- Born: 1939 Roxbury, Boston, Massachusetts
- Died: December 10, 2011 (aged 71–72) Northampton, Massachusetts
- Education: Boston University
- Known for: watercolors
- Awards: Common Wealth Award for Fine Art (2002) Academy Award in Art from the American Academy of Arts and Letters (1995)

= Richard Yarde =

American painter (1939–2011)

Richard Yarde (1939–2011) was an American artist and professor, who specialized in watercolor painting.

== Biography ==
Richard Yarde's parents were immigrants. His father worked as a machinist and his mother was a seamstress. He recalled this as a source of inspiration, saying “There were patterns everywhere." Healing was a recurring theme in his works and he drew on the images from his own x-ray scans. He worked on oil paintings, then switched to watercolors in 1977 and received almost immediate critical acclaim for his works that drew upon themes of African-American history, Yarde's own family history, and his struggle with kidney failure and strokes.

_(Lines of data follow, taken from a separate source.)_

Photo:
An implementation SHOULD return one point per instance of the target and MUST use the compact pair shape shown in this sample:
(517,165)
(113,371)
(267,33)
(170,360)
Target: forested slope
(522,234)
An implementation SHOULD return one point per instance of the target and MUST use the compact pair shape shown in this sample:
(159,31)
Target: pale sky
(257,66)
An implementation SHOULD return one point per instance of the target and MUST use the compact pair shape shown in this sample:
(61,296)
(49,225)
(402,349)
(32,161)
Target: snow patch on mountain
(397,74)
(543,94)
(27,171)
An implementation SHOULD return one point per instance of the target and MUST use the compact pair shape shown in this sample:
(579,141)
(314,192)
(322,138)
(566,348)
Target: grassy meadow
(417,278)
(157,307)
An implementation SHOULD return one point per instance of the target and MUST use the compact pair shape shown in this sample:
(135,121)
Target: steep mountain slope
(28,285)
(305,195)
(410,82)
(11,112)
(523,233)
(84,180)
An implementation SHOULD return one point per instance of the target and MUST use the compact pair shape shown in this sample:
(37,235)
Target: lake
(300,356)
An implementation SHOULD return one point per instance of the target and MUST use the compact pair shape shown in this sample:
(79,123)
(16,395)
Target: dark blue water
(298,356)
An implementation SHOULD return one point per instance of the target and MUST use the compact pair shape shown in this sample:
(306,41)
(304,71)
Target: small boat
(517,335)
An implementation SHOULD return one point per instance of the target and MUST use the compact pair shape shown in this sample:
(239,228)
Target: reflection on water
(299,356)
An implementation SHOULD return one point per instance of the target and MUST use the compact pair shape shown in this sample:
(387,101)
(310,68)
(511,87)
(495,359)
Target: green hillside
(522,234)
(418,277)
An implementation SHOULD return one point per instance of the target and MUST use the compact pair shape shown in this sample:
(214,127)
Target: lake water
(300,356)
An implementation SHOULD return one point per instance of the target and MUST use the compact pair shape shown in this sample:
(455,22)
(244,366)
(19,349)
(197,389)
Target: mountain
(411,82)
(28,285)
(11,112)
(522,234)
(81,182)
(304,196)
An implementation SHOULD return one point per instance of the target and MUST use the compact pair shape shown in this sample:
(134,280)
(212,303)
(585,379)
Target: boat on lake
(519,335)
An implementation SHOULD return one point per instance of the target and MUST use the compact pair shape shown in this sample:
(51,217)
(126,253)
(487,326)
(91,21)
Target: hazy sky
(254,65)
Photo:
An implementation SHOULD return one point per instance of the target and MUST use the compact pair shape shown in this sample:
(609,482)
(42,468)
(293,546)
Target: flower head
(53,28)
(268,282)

Yarde taught art at Boston University, Wellesley College, Amherst College, the Massachusetts College of Art, Mount Holyoke College, the University of Massachusetts at Boston. From 1999 to 2011, he was a professor of art at University of Massachusetts at Amherst.

==Works==
Richard Yarde worked in the most unforgiving medium - watercolor. He says that "The watercolor either succeeds or it doesn't, just like surgery." Since he works free handed, he has to take the risk that he may not succeed on the first round. Yarde often improvised, sometimes while listening to jazz. Several of his works were unusually large for a watercolorist, 10 by 10 feet or larger. His work defies the fact that watercolor paintings should be small, charming renderings of landscapes or flowers. Yarde's paintings are monumental in scale that express poignant personal themes, he expressed these themes using a medium that has traditionally been described as translucent and temporal. Yarde was also inspired by elements based on different cultures, which shapes his work into how he perceives the world. Yarde had a gallery showing based on this theme.

===Selected works===

- Ringshout is about a slave ceremony, in which worshipers are moving counterclockwise, stomping, clapping and chanting which results in healing and transformation. Yarde's paintings always work with grids, patterns, and self portraits.
- Coming and Going No 1 is a mural - a huge watercolor piece. In the text beside the painting, Yarde explains the place of jazz in his work, and why he uses the modernist grid.
- Mojo Hand, Yarde's largest work, is an X-ray of a female body floating on a dark blue background. Yarde mentioned that his hands surround the figure to show the power of human touch because of the healing powers it has.
- Portrait of educator Inman Page, collection of Brown University, 1979. Yarde created a watercolor study and oil portrait of Page for a festival honoring author Ralph Ellison, as Brown alumnus Page had been Ellison's mentor. The watercolor was presented to Ellison, and the oil was hung in Brown's John Hay Library.
- John William Ward - Portrait of Amherst College President that hangs in Johnson Chapel.